Here’s why Intel’s stock just dropped 10% after reporting earnings – TechCrunch

The third-quarter earnings cycle is just getting underway, but we’ve already seen a few companies post numbers that investors did not like. Netflix missed on several metrics yesterday and was punished, and today Intel is joining the video streaming giant in stock-market purgatory.

Intel shares are off around 10% in after-hours trading after the chip company reported its Q3 data. Investors had expected Intel to report an adjusted $1.11 in per-share profit, off around 22% from the year-ago period. They also expected it to report revenues of $18.26 billion in Q3, down a more modest 5% compared to the year-ago Q3.

Notably, Intel beat revenue expectations with top line of $18.3 billion, and met earnings-per-share estimates of $1.11, on an adjusted basis.

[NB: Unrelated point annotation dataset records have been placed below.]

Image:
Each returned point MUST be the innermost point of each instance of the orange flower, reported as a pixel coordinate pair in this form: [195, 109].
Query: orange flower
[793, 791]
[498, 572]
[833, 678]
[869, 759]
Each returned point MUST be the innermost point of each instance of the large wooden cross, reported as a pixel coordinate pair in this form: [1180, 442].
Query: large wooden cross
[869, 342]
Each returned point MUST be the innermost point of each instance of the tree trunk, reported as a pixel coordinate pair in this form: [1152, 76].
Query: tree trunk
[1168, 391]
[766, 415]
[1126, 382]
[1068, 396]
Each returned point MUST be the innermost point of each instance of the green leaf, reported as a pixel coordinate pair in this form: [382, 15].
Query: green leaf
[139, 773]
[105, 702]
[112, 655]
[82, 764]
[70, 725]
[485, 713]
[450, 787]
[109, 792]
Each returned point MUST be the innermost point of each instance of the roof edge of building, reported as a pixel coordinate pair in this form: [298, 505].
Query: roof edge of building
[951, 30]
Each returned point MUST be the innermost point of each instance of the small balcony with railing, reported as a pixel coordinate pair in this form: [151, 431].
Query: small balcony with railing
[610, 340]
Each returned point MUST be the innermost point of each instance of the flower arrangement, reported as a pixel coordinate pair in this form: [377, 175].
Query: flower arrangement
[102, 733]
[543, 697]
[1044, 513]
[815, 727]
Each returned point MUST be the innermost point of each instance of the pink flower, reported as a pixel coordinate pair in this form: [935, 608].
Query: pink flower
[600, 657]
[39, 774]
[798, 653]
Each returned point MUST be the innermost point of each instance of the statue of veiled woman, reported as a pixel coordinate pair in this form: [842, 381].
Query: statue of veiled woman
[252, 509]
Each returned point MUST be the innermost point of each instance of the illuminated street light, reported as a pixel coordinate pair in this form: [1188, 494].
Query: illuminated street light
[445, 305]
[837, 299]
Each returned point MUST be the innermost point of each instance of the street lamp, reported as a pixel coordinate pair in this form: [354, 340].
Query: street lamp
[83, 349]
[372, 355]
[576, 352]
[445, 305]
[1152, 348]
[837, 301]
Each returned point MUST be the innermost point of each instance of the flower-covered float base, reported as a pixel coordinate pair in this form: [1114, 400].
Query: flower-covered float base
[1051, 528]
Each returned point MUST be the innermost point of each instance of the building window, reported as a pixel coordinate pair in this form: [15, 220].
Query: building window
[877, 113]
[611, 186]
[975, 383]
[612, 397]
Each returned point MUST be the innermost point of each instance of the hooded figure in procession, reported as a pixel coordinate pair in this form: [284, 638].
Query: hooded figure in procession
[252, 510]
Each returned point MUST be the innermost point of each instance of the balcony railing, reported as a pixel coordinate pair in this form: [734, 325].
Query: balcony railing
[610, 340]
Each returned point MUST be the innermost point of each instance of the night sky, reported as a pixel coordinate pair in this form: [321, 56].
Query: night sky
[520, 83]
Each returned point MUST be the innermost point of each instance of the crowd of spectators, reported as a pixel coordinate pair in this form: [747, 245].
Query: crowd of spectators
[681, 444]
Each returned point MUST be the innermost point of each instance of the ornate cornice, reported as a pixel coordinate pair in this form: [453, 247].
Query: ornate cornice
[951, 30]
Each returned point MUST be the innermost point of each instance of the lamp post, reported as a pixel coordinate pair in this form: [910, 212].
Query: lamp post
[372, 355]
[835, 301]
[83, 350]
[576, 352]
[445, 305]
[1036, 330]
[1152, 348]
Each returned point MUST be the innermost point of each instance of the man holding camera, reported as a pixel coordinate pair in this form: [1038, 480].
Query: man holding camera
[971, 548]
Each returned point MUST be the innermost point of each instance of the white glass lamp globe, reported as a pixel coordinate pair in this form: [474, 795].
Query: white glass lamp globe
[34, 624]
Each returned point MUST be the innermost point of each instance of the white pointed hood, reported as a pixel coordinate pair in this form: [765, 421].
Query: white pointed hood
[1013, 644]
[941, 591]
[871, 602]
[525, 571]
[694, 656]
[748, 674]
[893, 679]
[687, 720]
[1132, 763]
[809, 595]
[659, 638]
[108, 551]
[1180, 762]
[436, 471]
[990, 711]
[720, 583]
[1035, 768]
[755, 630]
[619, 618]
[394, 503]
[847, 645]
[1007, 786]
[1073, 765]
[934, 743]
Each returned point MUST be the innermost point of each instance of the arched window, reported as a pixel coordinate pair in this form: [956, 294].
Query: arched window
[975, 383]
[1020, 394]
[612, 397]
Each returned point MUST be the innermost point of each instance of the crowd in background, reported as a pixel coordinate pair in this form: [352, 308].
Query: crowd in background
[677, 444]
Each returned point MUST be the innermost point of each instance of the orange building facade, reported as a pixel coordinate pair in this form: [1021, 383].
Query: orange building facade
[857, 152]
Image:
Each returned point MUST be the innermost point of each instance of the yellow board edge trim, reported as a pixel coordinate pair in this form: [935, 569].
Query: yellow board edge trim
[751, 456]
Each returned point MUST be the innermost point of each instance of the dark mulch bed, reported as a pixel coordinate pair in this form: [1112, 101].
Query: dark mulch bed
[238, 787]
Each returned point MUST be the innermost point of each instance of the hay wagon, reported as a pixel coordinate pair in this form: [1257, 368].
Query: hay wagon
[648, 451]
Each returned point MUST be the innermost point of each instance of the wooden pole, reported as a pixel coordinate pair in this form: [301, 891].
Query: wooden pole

So, why are Intel shares sharply lower?

Quick consensus appears to point to weakness in the company data-focused business unit, the smaller of Intel’s two halves (the other focuses on PC chips). Inside the data-side of Intel, its Data Center Group (DCG) had mixed results, including cloud revenue growth of 15%. However, at the same time, the DCG’s “Enterprise & Government” business shrank 47% compared to the year-ago period, following what Intel described as “two quarters of more than 30 percent growth.”

Off that weakness, the resulting top line miss was sharp, with the market expecting $6.22 billion in revenue and DCG only delivering $5.9 billion.

Intel blamed COVID-19 for the weak economics conditions at play in the result. The company also highlighted COVID-19 when it discussed results from its internet of things business and memory operation, which declined 33% and 11% on a year-over-year basis, respectively.

Perhaps due to COVID-19’s recent resurgence in both North America and Europe, investors are concerned that the macroeconomic issues harming Intel’s growth could continue. If so, growth could be negative for a longer period than anticipated. That perspective could have led to some selling of Intel’s equity after the earnings report.

Could guidance have a part to play in Intel’s share price decline? Probably not. Better than what it reported for Q3 2020, Intel’s forward guidance shows a small revenue beat versus expectations, and a small profit beat as well. Intel forecasts revenues of $17.4 billion for Q4 2020 and adjusted earnings per share of $1.10, while the street was looking for $17.34 billion in top line and adjusted earnings per share of $1.06.

Given that Intel is prepped to best expectations in Q4, it’s hard to pin its share-price declines on guidance. That leaves the weakness in its data business as the most obvious culprit.

It is dangerous to over-describe why a stock or a group of stocks move at any given time. But in this case, it seems plain that the revenue miss inside Intel’s data business was at least a portion of why it shed value. As to whether the company’s COVID-19 notes are valid is up to you and how you handicap the broader economy.